Tangisan gadis itu sama sekali tidak mengalahkan isakkanku. Air mataku terus menetes di pundaknya, membuat bulatan-bulatan kecil di kerudung ungu muda yang dikenakannya.
Aku ingin bahagia… aku ingin tersenyum untuk saat ini, dan seharusnya aku memang tersenyum, seharusnya aku berbahagia ketika melihat bahwa pria itu kini bahagia bersama cinta sejatinya, jodoh yang dituliskan oleh sang khalik untuknya. Tapi nyatanya hanya air mata itu yang menghiasi hariku, hanya kegelapan yang kini menyelimutiku. Tapi aku tidak bisa membiarkan siapapun melihat luka itu, sederas apapun air mataku menetes. Aku akan menunjukan bahwa aku baik-baik saja. Aku akan baik-baik saja, aku harus…

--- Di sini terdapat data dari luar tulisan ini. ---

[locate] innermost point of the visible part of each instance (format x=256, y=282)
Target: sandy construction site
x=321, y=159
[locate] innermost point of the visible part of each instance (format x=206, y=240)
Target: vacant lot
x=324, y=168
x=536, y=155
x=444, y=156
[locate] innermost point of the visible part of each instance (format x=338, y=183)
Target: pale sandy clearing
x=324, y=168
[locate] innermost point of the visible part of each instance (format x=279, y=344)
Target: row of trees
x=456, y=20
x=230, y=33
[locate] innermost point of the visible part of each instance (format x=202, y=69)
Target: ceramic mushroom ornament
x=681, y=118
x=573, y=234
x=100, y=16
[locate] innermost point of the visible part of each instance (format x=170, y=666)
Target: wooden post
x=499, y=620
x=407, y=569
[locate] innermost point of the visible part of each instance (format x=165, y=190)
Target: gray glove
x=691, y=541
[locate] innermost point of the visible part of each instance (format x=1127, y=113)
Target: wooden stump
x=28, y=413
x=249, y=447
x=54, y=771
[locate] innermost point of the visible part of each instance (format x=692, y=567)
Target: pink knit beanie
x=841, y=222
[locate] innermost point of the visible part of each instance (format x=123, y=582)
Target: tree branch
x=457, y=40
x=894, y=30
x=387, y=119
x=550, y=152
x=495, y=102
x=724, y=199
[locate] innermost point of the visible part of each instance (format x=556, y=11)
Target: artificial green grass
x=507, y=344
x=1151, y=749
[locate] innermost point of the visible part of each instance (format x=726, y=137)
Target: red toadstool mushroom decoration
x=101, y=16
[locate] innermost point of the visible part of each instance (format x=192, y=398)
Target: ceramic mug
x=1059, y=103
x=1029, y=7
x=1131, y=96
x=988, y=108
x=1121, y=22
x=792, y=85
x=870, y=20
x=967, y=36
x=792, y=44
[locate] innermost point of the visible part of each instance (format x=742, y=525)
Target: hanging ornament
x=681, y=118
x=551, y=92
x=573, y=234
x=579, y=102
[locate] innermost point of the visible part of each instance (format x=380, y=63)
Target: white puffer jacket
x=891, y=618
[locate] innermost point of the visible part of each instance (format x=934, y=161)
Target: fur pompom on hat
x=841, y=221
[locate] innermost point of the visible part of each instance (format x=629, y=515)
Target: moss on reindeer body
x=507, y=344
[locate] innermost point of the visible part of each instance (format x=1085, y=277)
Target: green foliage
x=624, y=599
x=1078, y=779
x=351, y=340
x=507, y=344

Keningku sedikit berkerut ketika merasakan isakan Aisah terasa begitu menyakitkan. Ia menangis tergugu di pundakku, jemari kecilnya mencengkram kerudungku dengan sangat keras, menunjukan luka yang selama ini ia simpan, dan sejujurnya hal itu membuat otakku bertanya-tanya. Aku mengangkat wajahku ketika melihat sosok lain keluar dari dalam mobil. Seorang wanita dengan gamis putih yang berhiaskan gambar-gambar angsa kecil di bagian kirinya. Seorang wanita yang menautkan kedua tangannya dalam kegelisahan. Seorang wanita yang terlihat begitu ketakutan namun tampak tengah berusaha sekuat mungkin untuk menyembunyikannya.
Aku mengangkat tubuh mungil Aisah dalam dekapanku, menggendongnya seakan dia hanya sosok gadis berumur lima tahun yang tengah menangis karena kehilangan boneka kesayangannya. Kemudian dengan perlahan aku melangkah mundur, membenamkan wajahku ke jilbab gadis kecil itu dan akhirnya berjalan masuk ke dalam gedung utama panti yang kosong.